LA SECONDE CATARACTE La Grande Cataracte était impressionnante et grandiose. Un monde minéral, sous la forme d'îlots endiguait l'eau salvatrice. Au niveau de Mirgissa, elle révélait sa puissance et splendeur. L'ocre des sables, le noir de la cataracte et le bleu unissant ciel et terre, reproduisaient chaque matin le premier jour de la création. De multiples chenaux agités par de gros tourbillons se frayaient un passage parmi les blocs de granit. Depuis le rocher d'Abousir, elle confirmait sa majesté. Aujourd'hui, la Grande Cataracte n'est plus. Il en est de même pour "le ventre de pierre", prolongement minéral d'environ 100 km vers le sud. Un lac baptisé Nasser s’y est installé. Par respect et devoir de mémoire, nous l'appelons comme beaucoup, lac Nubia. Cet ensemble rocheux a toujours été un verrou de protection. Néanmoins, la première incursion égyptienne se produit vers la fin du IVe millénaire. Un roi de la première dynastie massacre des populations du Groupe A dans la région du Djebel Suleiman. Un bas-relief commémorant cette expédition avait été gravé sur un rocher proche de la Seconde Cataracte. Selon Francis Geus, l'Egypte, soucieuse de contrôler les régions du sud où elle se procure hommes et matières premières, hésite longtemps à passer cette zone difficile. Mais au nord de Bouhen, en face de Ouadi Halfa, les fouilles du Professeur Emery mettent au jour une ville fortifiée avec une fonderie de cuivre datant déjà de l'Ancien Empire. C'est au Moyen-Empire que l'Egypte contrôle le nord de la Seconde Cataracte jusqu'à Semna. Elle y construit des forteresses. En effet, sous Sésostris 1er ( 1964-1919 av. notre ère), les forts de Bouhen et de Kor (sur la rive gauche du Nil en aval de la Seconde Cataracte) sont probablement des unités économiques. L'emplacement de Kor au sortir des rapides de la Grande Cataracte est un poste avancé gérant l'envoi des cargaisons vers l'Egypte. Son successeur, Amenemhat II (1919-1881 av. notre ère) fait construire, en amont des rapides, la forteresse de Mirgissa, contrepoint de celle de Kor. Elle contrôle la navigation des bateaux en provenance du sud. Durant la Seconde Période Intermédiaire, elle est occupée par une garnison Kerma puis au Nouvel Empire, à nouveau, par les Egyptiens. Un cimetière d'enfants de l'époque napatéenne et les vestiges d'un bâtiment chrétien suggèrent une continuité d’occupation.
|
View over the Second cataract of the Nile before its immersion, taken from the Abu-Sir rock (Photo Rex Keating 1960) / Vue sur la Seconde cataracte du Nil avant son immersion, depuis le rocher d'Abou-Sir (Photo Rex Keating 1960)

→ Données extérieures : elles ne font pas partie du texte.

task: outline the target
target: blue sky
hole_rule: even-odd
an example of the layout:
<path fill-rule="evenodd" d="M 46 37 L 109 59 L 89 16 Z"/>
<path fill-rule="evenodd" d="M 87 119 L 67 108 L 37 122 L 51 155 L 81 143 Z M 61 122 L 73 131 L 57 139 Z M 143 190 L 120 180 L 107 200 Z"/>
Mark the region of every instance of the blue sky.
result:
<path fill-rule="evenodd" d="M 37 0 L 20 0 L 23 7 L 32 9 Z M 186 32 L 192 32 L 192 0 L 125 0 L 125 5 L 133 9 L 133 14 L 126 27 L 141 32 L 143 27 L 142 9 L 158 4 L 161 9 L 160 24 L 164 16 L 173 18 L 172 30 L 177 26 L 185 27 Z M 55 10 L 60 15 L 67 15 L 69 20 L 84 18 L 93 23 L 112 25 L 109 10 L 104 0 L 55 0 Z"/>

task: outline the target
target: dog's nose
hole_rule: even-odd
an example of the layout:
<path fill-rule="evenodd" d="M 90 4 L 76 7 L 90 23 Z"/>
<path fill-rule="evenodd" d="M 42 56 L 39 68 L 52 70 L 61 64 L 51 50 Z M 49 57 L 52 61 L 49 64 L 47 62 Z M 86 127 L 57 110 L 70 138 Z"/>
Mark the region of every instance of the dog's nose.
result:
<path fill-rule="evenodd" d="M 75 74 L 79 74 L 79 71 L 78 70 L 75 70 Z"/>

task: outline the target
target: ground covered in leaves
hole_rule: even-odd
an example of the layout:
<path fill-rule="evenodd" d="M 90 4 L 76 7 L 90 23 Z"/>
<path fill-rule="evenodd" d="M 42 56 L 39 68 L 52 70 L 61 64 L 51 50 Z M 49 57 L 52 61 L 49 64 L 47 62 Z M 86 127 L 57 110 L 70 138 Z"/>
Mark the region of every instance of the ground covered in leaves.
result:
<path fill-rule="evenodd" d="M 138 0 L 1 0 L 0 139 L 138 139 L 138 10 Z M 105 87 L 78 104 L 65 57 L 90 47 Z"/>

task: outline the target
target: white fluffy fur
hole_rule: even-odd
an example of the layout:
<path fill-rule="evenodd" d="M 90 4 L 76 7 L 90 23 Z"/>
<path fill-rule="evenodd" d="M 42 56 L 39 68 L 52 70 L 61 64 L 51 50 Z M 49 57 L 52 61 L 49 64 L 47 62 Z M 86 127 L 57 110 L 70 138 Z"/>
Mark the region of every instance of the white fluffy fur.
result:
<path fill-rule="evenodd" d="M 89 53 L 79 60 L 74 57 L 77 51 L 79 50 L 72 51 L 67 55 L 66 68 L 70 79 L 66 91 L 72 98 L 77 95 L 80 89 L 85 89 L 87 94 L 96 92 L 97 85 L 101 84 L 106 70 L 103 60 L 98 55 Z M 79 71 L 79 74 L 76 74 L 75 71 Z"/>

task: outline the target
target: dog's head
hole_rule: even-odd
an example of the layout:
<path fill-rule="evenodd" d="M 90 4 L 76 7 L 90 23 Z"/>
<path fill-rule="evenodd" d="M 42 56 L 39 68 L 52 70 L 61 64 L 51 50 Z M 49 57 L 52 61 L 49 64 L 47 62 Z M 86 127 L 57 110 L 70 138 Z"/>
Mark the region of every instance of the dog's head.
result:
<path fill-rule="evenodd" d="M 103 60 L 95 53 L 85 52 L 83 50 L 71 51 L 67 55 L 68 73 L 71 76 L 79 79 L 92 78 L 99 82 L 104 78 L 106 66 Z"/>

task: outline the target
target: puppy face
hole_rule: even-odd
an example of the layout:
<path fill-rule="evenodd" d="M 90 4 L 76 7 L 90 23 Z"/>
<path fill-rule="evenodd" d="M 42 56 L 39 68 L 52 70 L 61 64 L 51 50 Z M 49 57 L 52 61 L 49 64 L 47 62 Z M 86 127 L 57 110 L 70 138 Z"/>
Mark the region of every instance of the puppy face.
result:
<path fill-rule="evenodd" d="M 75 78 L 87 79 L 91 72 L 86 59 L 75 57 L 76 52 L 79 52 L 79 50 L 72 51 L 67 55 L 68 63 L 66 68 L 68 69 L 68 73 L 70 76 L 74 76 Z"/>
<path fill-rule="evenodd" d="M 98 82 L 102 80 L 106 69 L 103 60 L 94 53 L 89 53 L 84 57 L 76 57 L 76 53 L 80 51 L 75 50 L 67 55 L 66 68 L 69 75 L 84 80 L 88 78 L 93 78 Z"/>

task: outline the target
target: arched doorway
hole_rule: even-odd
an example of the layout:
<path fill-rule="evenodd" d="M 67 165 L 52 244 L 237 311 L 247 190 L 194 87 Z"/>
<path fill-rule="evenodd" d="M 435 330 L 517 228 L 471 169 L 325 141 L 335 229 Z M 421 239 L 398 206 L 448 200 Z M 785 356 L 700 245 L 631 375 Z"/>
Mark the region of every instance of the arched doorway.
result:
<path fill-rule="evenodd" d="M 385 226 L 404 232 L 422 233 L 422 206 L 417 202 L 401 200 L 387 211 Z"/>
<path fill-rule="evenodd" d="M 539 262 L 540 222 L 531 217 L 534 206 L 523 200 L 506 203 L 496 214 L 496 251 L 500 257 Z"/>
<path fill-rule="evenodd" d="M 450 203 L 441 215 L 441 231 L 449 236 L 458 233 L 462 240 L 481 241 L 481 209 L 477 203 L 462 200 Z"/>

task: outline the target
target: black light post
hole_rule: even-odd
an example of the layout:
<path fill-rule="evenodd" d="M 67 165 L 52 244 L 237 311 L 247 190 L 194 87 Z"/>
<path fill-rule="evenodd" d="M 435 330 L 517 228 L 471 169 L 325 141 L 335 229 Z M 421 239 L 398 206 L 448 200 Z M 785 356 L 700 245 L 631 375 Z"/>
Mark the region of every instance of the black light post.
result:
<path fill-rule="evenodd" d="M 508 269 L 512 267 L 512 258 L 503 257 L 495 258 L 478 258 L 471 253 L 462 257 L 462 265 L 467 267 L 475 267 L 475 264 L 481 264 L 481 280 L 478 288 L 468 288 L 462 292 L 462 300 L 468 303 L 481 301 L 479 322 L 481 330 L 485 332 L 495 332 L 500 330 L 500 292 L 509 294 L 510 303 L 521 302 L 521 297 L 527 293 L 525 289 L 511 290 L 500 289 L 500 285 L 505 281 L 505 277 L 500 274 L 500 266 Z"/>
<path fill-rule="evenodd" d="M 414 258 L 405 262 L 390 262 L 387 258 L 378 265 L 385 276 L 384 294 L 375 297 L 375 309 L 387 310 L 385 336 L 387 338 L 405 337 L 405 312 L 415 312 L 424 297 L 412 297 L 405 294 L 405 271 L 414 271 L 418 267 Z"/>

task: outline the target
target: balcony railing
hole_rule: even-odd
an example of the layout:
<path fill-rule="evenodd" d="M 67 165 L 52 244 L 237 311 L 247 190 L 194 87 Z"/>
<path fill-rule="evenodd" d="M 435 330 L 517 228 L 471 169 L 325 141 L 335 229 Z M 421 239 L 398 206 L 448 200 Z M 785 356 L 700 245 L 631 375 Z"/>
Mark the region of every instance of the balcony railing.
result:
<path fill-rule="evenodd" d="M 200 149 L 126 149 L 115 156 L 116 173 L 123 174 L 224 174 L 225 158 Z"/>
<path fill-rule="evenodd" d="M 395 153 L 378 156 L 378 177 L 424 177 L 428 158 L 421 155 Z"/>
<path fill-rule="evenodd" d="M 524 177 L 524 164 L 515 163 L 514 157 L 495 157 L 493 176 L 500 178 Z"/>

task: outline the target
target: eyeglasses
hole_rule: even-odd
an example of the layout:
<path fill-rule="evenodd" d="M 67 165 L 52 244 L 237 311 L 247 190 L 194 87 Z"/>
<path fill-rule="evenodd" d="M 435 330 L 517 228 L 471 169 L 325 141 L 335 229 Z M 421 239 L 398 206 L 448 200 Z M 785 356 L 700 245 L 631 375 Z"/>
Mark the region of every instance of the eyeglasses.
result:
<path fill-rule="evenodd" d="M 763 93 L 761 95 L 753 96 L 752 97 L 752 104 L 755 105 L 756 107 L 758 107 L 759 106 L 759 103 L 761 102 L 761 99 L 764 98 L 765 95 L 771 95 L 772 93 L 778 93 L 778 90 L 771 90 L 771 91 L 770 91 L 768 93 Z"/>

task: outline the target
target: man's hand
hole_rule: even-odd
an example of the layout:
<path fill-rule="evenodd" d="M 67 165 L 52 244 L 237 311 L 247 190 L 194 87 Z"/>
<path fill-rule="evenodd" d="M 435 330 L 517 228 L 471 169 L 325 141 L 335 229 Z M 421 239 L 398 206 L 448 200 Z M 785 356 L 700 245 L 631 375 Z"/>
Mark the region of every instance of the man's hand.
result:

Granitic rip-rap of the Great cataract (Second cataract or belly stone) blocking the flow of the Nile (Photo R. Keating 1960) / Enrochements de la Grande cataracte (Seconde cataracte ou Ventre de Pierre) barrant le cours du Nil (Photo R. Keating 1960)
Looking south across the Second cataract through the main fortified gateway of the Shelfak fortress (Photo R. Keating 1960) / Vue de la Seconde cataracte en direction du sud depuis l'entrée principale fortifiée de la forteresse de Shelfak (Photo R. Keating 1960)
Barrier of granitic islands blocking the flow of the Nile between the ruins of the fortresses of Semna East and Semna West (Photo R. Keating 1960) / Barrière d'ilôts granitiques barrant le cours du Nil entre les vestiges des forteresses de Semna Est et de Semna Ouest (Photo R. Keating 1960)
The fortress of Bouhen was situated on the western side of the Second cataract of the Nile (Photo R. Keating 1960) / La forteresse de Bouhen était située sur la rive occidentale du Nil au niveau de la Seconde cataracte (Photo R. Keating 1960)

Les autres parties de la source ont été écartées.